Everything that aims at being cute, succeeds. Everything that aims at looking cool, succeeds. Everything that aims at being funny, succeeds. And that’s all well and good. But when all of this isn’t linked together with a strong through line, and what important plot-worthy sequences just kind of pop up out of nowhere, the result feels a bit hollow and meandering. Almost like it is stalling. Raymond Chandler once said “When in doubt, have a man come through the door with a gun in his hand,” and that is very much the theory here. Every time the film slows down, Death eaters show up wands-a-blazin’ to break up the joint and then leave. But none of it ever means anything. And it never feels threatening.

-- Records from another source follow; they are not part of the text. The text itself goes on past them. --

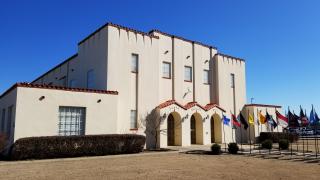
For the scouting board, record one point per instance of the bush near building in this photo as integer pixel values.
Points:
(75, 146)
(215, 149)
(276, 136)
(233, 148)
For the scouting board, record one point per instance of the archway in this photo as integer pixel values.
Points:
(216, 132)
(174, 136)
(196, 129)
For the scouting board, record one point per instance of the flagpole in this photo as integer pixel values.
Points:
(249, 132)
(259, 147)
(241, 135)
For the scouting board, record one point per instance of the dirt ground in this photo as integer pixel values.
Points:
(161, 166)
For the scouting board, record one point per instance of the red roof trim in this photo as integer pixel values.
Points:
(190, 105)
(44, 86)
(263, 105)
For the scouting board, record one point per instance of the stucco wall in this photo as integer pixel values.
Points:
(35, 117)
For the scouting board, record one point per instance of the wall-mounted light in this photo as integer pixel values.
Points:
(42, 98)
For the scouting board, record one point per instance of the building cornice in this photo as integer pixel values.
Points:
(44, 86)
(181, 38)
(228, 56)
(57, 66)
(263, 105)
(120, 27)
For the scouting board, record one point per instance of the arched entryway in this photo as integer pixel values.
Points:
(216, 133)
(196, 127)
(174, 136)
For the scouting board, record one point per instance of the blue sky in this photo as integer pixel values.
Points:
(280, 40)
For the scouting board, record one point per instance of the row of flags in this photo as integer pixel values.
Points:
(288, 120)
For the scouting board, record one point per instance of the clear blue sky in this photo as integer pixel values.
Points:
(280, 41)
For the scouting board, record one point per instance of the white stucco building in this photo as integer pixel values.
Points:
(121, 78)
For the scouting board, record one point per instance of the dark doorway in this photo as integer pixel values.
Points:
(193, 129)
(212, 129)
(170, 130)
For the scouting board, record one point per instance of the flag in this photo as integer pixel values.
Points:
(226, 120)
(293, 119)
(271, 121)
(303, 118)
(243, 121)
(262, 118)
(312, 117)
(283, 121)
(251, 119)
(235, 121)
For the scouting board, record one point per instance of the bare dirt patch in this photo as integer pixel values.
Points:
(161, 166)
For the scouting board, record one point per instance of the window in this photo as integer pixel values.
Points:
(63, 81)
(133, 119)
(73, 83)
(3, 119)
(206, 77)
(71, 121)
(90, 79)
(232, 80)
(188, 73)
(9, 121)
(166, 70)
(134, 63)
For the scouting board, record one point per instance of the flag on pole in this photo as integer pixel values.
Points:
(235, 122)
(262, 118)
(226, 120)
(303, 118)
(243, 121)
(293, 119)
(271, 121)
(283, 121)
(251, 119)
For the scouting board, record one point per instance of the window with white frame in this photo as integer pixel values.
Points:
(9, 121)
(206, 77)
(133, 119)
(71, 121)
(232, 80)
(3, 119)
(166, 70)
(90, 79)
(188, 73)
(134, 63)
(73, 83)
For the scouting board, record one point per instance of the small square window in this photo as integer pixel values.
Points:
(133, 119)
(166, 70)
(188, 73)
(134, 63)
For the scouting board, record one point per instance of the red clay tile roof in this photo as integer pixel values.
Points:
(263, 105)
(44, 86)
(190, 105)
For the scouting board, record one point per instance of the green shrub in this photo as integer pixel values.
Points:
(216, 149)
(283, 144)
(233, 148)
(75, 146)
(276, 136)
(267, 144)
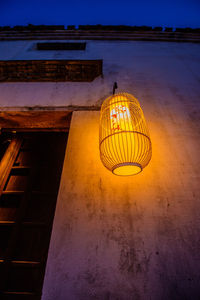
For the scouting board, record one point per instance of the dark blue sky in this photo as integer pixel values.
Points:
(177, 13)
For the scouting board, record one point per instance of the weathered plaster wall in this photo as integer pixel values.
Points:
(129, 238)
(146, 69)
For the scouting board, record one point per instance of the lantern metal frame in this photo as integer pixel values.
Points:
(124, 140)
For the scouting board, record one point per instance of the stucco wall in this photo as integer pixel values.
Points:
(146, 69)
(129, 238)
(124, 238)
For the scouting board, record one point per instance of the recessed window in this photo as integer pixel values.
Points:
(61, 46)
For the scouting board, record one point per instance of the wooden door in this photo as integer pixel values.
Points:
(30, 170)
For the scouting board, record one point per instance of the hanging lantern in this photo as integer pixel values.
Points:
(124, 142)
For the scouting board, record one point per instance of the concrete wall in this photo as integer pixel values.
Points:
(128, 238)
(149, 70)
(124, 238)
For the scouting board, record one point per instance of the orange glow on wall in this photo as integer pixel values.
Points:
(124, 142)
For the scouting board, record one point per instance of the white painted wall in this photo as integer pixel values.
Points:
(150, 70)
(119, 238)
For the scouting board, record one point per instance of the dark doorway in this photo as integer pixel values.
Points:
(30, 171)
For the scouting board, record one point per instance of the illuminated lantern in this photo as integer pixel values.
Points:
(124, 142)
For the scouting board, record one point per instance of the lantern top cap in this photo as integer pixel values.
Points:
(119, 97)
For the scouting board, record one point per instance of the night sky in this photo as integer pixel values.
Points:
(170, 13)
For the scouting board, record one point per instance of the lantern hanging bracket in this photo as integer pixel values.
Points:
(115, 86)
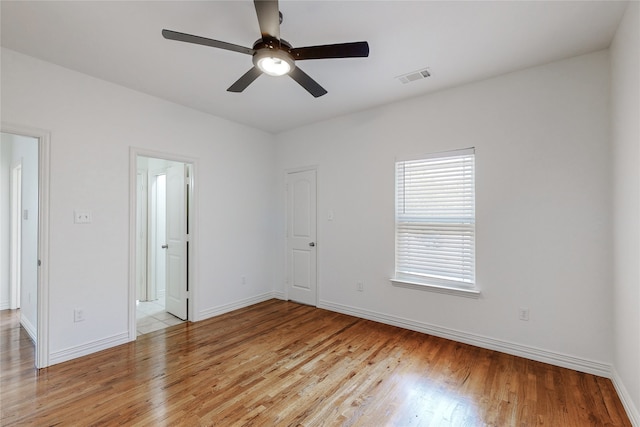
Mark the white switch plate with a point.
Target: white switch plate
(82, 216)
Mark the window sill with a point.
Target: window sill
(468, 293)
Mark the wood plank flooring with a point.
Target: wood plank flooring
(280, 363)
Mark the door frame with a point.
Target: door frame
(192, 266)
(44, 140)
(15, 234)
(287, 172)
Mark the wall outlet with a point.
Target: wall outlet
(523, 314)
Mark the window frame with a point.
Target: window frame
(460, 219)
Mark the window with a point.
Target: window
(435, 221)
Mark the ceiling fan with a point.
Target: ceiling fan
(273, 55)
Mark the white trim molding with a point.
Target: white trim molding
(545, 356)
(226, 308)
(632, 411)
(88, 348)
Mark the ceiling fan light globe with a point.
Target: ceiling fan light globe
(274, 62)
(274, 66)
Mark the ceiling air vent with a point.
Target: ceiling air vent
(416, 75)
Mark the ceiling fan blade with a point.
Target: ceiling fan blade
(188, 38)
(244, 81)
(268, 18)
(340, 50)
(307, 82)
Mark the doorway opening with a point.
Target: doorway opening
(164, 193)
(23, 231)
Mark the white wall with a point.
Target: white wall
(625, 120)
(16, 148)
(93, 124)
(543, 209)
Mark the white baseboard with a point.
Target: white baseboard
(28, 326)
(632, 411)
(225, 308)
(88, 348)
(545, 356)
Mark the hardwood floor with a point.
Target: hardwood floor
(283, 364)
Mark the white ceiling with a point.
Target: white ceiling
(120, 41)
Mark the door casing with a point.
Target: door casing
(301, 244)
(42, 328)
(134, 153)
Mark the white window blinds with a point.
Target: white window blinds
(435, 219)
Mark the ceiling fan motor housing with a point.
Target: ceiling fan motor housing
(272, 56)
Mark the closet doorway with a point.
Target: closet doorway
(163, 198)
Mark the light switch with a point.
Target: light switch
(82, 216)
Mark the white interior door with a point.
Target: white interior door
(301, 237)
(176, 262)
(15, 252)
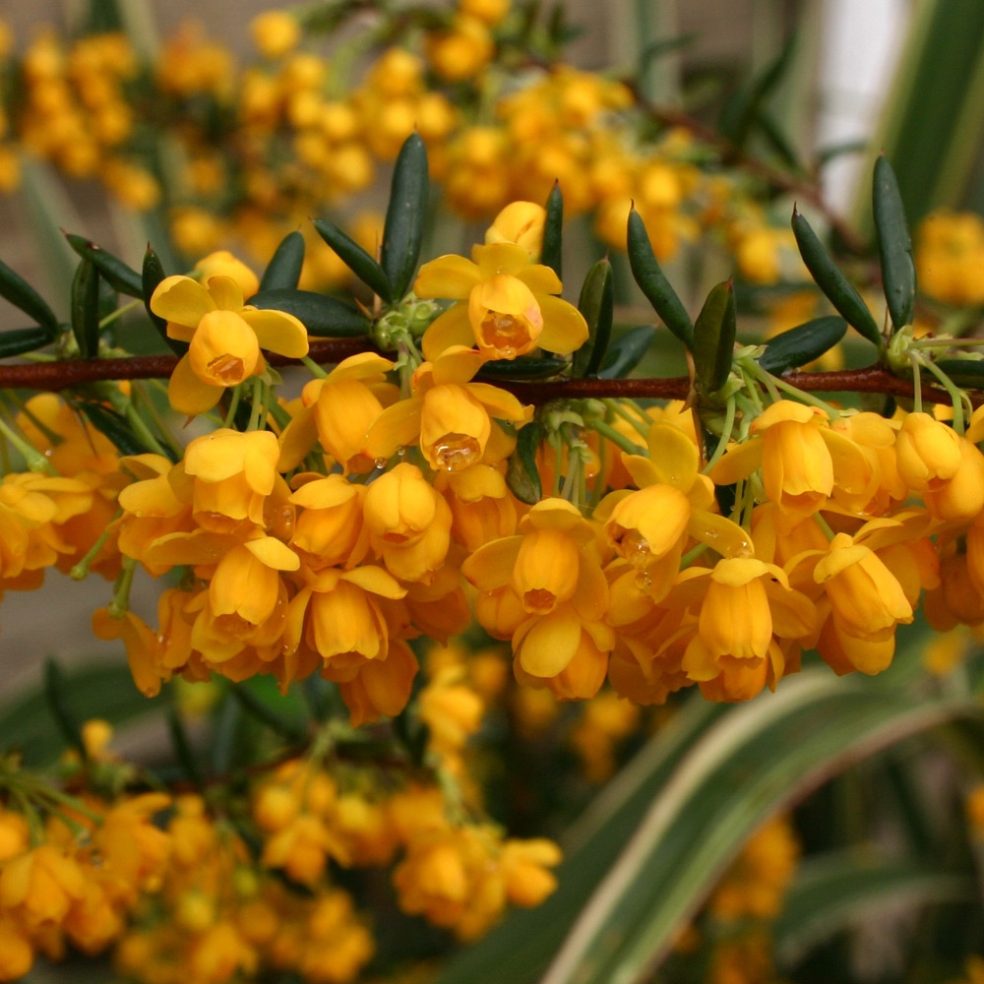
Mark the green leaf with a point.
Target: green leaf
(964, 372)
(597, 304)
(751, 763)
(835, 892)
(522, 475)
(55, 692)
(114, 426)
(114, 271)
(356, 259)
(97, 689)
(894, 244)
(802, 344)
(404, 228)
(626, 352)
(551, 252)
(20, 340)
(22, 295)
(525, 367)
(839, 291)
(326, 317)
(151, 275)
(743, 110)
(650, 277)
(284, 268)
(85, 308)
(714, 338)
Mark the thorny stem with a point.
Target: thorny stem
(62, 374)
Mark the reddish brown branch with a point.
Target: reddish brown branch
(54, 376)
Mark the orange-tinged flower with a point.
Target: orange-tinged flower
(506, 305)
(233, 474)
(449, 415)
(225, 337)
(520, 223)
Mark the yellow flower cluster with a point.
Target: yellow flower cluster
(79, 878)
(262, 146)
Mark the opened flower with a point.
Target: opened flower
(224, 338)
(505, 304)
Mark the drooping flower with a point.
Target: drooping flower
(506, 305)
(224, 337)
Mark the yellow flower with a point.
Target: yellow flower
(275, 33)
(506, 305)
(224, 336)
(449, 415)
(520, 223)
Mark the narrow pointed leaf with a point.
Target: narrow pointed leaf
(894, 244)
(114, 426)
(326, 317)
(22, 295)
(523, 476)
(597, 304)
(404, 228)
(551, 252)
(838, 289)
(85, 308)
(836, 892)
(626, 352)
(651, 279)
(802, 344)
(714, 338)
(21, 340)
(356, 259)
(284, 268)
(119, 275)
(964, 372)
(150, 276)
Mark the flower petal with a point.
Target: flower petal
(564, 327)
(451, 328)
(279, 332)
(273, 553)
(187, 393)
(447, 276)
(181, 300)
(396, 427)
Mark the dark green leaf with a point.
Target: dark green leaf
(964, 372)
(114, 271)
(404, 228)
(714, 338)
(839, 291)
(151, 275)
(22, 295)
(522, 475)
(326, 317)
(56, 692)
(99, 689)
(525, 367)
(802, 344)
(597, 304)
(85, 308)
(551, 252)
(626, 352)
(114, 426)
(651, 279)
(743, 110)
(894, 244)
(356, 259)
(21, 340)
(284, 268)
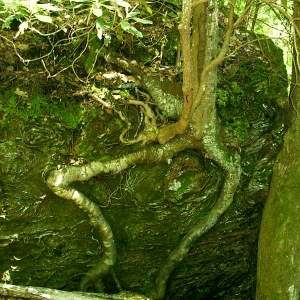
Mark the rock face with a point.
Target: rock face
(48, 241)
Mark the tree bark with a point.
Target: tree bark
(278, 274)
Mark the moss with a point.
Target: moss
(38, 108)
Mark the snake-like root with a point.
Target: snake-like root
(229, 162)
(60, 181)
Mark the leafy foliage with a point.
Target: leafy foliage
(104, 17)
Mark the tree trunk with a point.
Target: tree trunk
(278, 275)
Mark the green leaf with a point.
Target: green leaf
(135, 32)
(97, 12)
(132, 14)
(123, 3)
(125, 25)
(50, 7)
(43, 18)
(143, 21)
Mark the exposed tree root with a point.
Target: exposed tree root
(60, 181)
(39, 293)
(230, 164)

Finally, and most odd of all, the film seems to be lacking the background magic that we’ve come to love in the series. There is plenty of wand-play, with wands mostly serving as the six-shooter side arms of wizards – and even a great scene in which two characters say “Wands out,” and make their way through a dilapidated, broken down old house with the ends lit that seemed like a parody of every Ashley Judd movie I’ve ever seen – but the background has just become…mundane. Gone are the moving pictures, the ghosts, the magical staircases, the passwords to get to and from different places, and all of the wondrously bizarre things that made us fall in love with the Potterverse to begin with. For the first time in the series, Hogwarts just feels like an old, drafty castle with floating candles in the dining room. Sure, I get that they don’t need to focus on the magic as much as they did early on; but now magic only shows up when it is needed as a plot device. And that just seems a bit lazy and adds to the hollow, cold feel of the film.
When all is said and done, HARRY POTTER AND THE HALF-BLOOD PRINCE is a whole that does not equal the sum of its parts. I liked so much about this as it chugged along, but as it petered out at the end I sat there wondering “Really? That’s it? That’s all? Nothing else happens?” I never felt the terror or thrills or excitement that I’ve felt in previous chapters, and when the big romantic payoffs came around, they never did so with the feel of sweeping romance. They just kind of happened. If you’re going to make a two hour and 40 minute love story, I should have fallen in love. And I didn’t. So this doesn’t even have that going for it.
But it is still big and beautiful and worth checking out on the big screen. But it doesn’t live up to the series and I think, in the long run, will be remembered as one of the lesser, transitory Potter endeavors. There were characters for me to care about, just not much for me to care about them doing.